With OpenAI (tool-use pattern)
OpenAI doesn't have native web search yet — use a tool with a search API of your choice:
import { tool } from "ai"
import { z } from "zod"
streamText({
model: "openai/gpt-5.4",
prompt: "What's the latest in quantum computing?",
tools: {
webSearch: tool({
description: "Search the web and return top 5 results",
parameters: z.object({ query: z.string() }),
execute: async ({ query }) => {
const res = await fetch(`https://api.tavily.com/search?q=${encodeURIComponent(query)}`, {
headers: { Authorization: `Bearer ${process.env.TAVILY_KEY}` },
})
return await res.json()
},
}),
},
maxSteps: 3,
})This pattern works with any model that supports tools — bring your own search API (Tavily, Exa, Brave, SerpAPI, etc.).
Citations
Models that ground in web results return citations in their providerMetadata:
const meta = await result.providerMetadata
// Perplexity:
meta?.perplexity?.citations
// [{ url, title, snippet }, ...]
// Claude web_search tool:
meta?.anthropic?.toolUses
// [{ type: "web_search", input: { query }, results: [...] }, ...]
// Gemini grounding:
meta?.google?.groundingMetadata?.groundingChunks
// [{ web: { uri, title } }, ...]For citation-rich UX, render the citations alongside the answer with hover/click-through to the source URL.
Pricing
Web search is billed per search query, not per token. Browse /models for live rates. Typical:
- Perplexity Sonar — built into the per-token rate; no separate query fee
- Anthropic web search beta — ~$10 per 1,000 queries
- Google grounding — ~$35 per 1,000 grounded responses
- xAI Grok — auto-included; small surcharge for heavy search usage
Caveats
- Stale-by-a-day. Even "live" web search isn't real-time — the underlying search index typically lags by hours. For minute-by-minute data (stock prices, sports scores), use a dedicated API tool.

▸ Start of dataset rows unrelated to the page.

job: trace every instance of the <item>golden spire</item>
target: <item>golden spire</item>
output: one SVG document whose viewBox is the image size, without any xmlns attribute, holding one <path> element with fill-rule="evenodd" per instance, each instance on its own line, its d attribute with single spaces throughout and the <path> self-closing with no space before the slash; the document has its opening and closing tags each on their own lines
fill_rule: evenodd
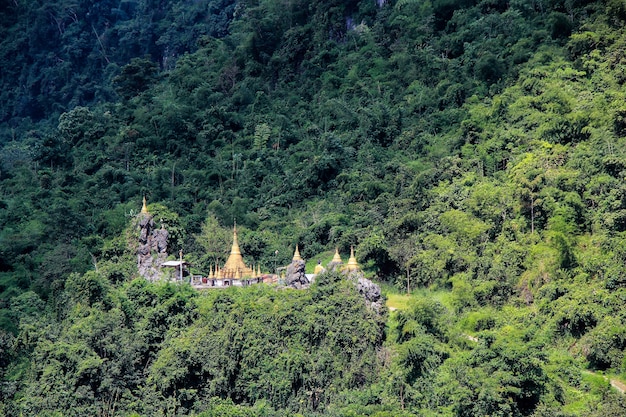
<svg viewBox="0 0 626 417">
<path fill-rule="evenodd" d="M 213 279 L 213 265 L 211 265 L 211 272 L 209 272 L 209 279 Z"/>
<path fill-rule="evenodd" d="M 256 276 L 257 277 L 261 276 L 261 264 L 257 264 L 256 266 Z"/>
<path fill-rule="evenodd" d="M 359 264 L 356 262 L 356 257 L 354 256 L 354 246 L 350 246 L 350 259 L 348 259 L 346 268 L 348 271 L 357 271 L 359 269 Z"/>
<path fill-rule="evenodd" d="M 148 206 L 146 205 L 146 196 L 143 196 L 143 206 L 141 207 L 141 213 L 148 214 Z"/>
<path fill-rule="evenodd" d="M 300 251 L 298 250 L 298 245 L 296 244 L 296 251 L 293 253 L 293 261 L 302 261 L 302 256 L 300 256 Z"/>
<path fill-rule="evenodd" d="M 237 240 L 237 223 L 235 223 L 235 227 L 233 228 L 233 246 L 230 249 L 230 256 L 233 256 L 233 255 L 241 256 L 241 250 L 239 249 L 239 241 Z"/>
<path fill-rule="evenodd" d="M 335 248 L 335 256 L 333 256 L 333 260 L 331 262 L 339 262 L 342 263 L 341 256 L 339 256 L 339 248 Z"/>
</svg>

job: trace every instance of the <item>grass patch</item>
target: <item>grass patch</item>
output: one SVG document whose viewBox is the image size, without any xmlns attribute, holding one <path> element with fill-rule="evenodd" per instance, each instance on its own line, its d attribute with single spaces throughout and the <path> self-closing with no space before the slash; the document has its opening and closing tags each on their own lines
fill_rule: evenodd
<svg viewBox="0 0 626 417">
<path fill-rule="evenodd" d="M 563 411 L 575 415 L 584 415 L 589 410 L 589 404 L 600 401 L 603 393 L 609 389 L 609 380 L 603 375 L 583 371 L 580 387 L 571 385 L 565 387 L 566 401 Z"/>
<path fill-rule="evenodd" d="M 604 375 L 592 373 L 590 371 L 583 371 L 582 373 L 582 387 L 591 393 L 601 393 L 609 388 L 609 379 Z"/>
<path fill-rule="evenodd" d="M 413 299 L 430 298 L 438 301 L 444 307 L 451 309 L 452 293 L 450 291 L 432 291 L 428 288 L 418 288 L 411 291 L 411 294 L 399 293 L 395 287 L 391 285 L 381 285 L 381 289 L 387 297 L 387 307 L 397 310 L 407 310 L 411 306 Z"/>
<path fill-rule="evenodd" d="M 411 302 L 411 295 L 408 294 L 387 294 L 387 307 L 395 310 L 407 310 Z"/>
</svg>

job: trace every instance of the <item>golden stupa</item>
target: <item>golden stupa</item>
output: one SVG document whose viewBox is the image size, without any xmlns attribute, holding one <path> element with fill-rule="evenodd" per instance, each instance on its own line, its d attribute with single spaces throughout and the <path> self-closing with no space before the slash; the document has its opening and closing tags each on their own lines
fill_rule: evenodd
<svg viewBox="0 0 626 417">
<path fill-rule="evenodd" d="M 341 256 L 339 255 L 339 248 L 335 248 L 335 256 L 333 256 L 333 260 L 331 262 L 343 263 Z"/>
<path fill-rule="evenodd" d="M 354 247 L 350 246 L 350 259 L 348 259 L 348 264 L 346 265 L 346 269 L 348 271 L 358 271 L 359 264 L 356 261 L 356 257 L 354 256 Z"/>
<path fill-rule="evenodd" d="M 241 250 L 239 249 L 239 242 L 237 240 L 237 225 L 235 225 L 233 231 L 233 246 L 230 249 L 230 256 L 228 256 L 228 259 L 226 260 L 226 263 L 222 268 L 220 268 L 219 266 L 215 268 L 214 276 L 217 279 L 241 279 L 256 277 L 256 272 L 254 271 L 254 269 L 249 268 L 243 262 Z"/>
<path fill-rule="evenodd" d="M 141 206 L 141 213 L 148 214 L 148 205 L 146 204 L 146 196 L 143 196 L 143 206 Z"/>
<path fill-rule="evenodd" d="M 298 245 L 296 245 L 296 251 L 293 253 L 292 261 L 303 261 L 302 256 L 300 256 L 300 251 L 298 250 Z"/>
</svg>

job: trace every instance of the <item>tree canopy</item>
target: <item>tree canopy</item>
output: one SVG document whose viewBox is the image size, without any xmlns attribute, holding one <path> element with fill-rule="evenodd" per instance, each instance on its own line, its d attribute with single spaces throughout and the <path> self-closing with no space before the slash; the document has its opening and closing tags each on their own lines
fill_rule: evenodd
<svg viewBox="0 0 626 417">
<path fill-rule="evenodd" d="M 0 414 L 623 415 L 625 22 L 0 1 Z M 263 270 L 354 247 L 412 297 L 142 282 L 144 196 L 199 273 L 236 221 Z"/>
</svg>

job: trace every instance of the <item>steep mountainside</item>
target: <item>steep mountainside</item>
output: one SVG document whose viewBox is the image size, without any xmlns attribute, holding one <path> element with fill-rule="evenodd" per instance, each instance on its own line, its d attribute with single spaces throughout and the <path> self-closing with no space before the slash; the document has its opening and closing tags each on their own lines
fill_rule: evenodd
<svg viewBox="0 0 626 417">
<path fill-rule="evenodd" d="M 354 246 L 370 277 L 423 297 L 392 316 L 384 348 L 364 347 L 379 350 L 371 373 L 323 398 L 254 397 L 238 374 L 205 387 L 196 363 L 185 383 L 151 374 L 190 349 L 167 337 L 205 331 L 207 311 L 190 307 L 140 355 L 150 372 L 107 391 L 127 395 L 109 415 L 152 414 L 129 404 L 154 396 L 181 415 L 260 400 L 277 413 L 622 415 L 581 370 L 626 372 L 625 22 L 622 0 L 3 0 L 3 398 L 54 412 L 35 387 L 56 371 L 33 355 L 126 308 L 145 195 L 170 253 L 200 272 L 224 259 L 236 220 L 266 270 L 295 244 L 305 258 Z M 104 304 L 80 298 L 98 288 Z M 124 331 L 134 317 L 118 317 Z M 89 346 L 67 392 L 89 385 L 95 404 L 90 381 L 111 374 Z"/>
</svg>

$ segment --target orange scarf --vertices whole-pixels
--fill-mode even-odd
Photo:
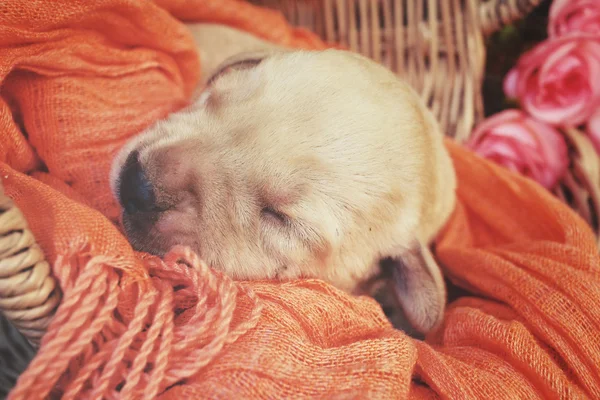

- Hallucinated citations. Models sometimes fabricate URLs or misattribute quotes. Always render citations as links and let the user click through.
- Geographic bias. Search results lean toward English / US sources unless you specify a region. Pass
country/langhints in your tool call when relevant. - Rate limits. Web search has separate quotas per provider — heavy use can throttle independent of token rate limits.
- Privacy. Your prompt is sent to the upstream search engine. If your prompt contains PII, redact before searching.
When NOT to use web search
- Factual questions older than the training cutoff — the model already knows. Adding search wastes tokens and adds latency.
- Reasoning-heavy questions — grounding doesn't help with "explain why" or "design a system." Use a reasoning model instead.
- Internal data — RAG over your own corpus (see Embeddings) is faster, cheaper, and more accurate than asking a model to "search the web for our company docs."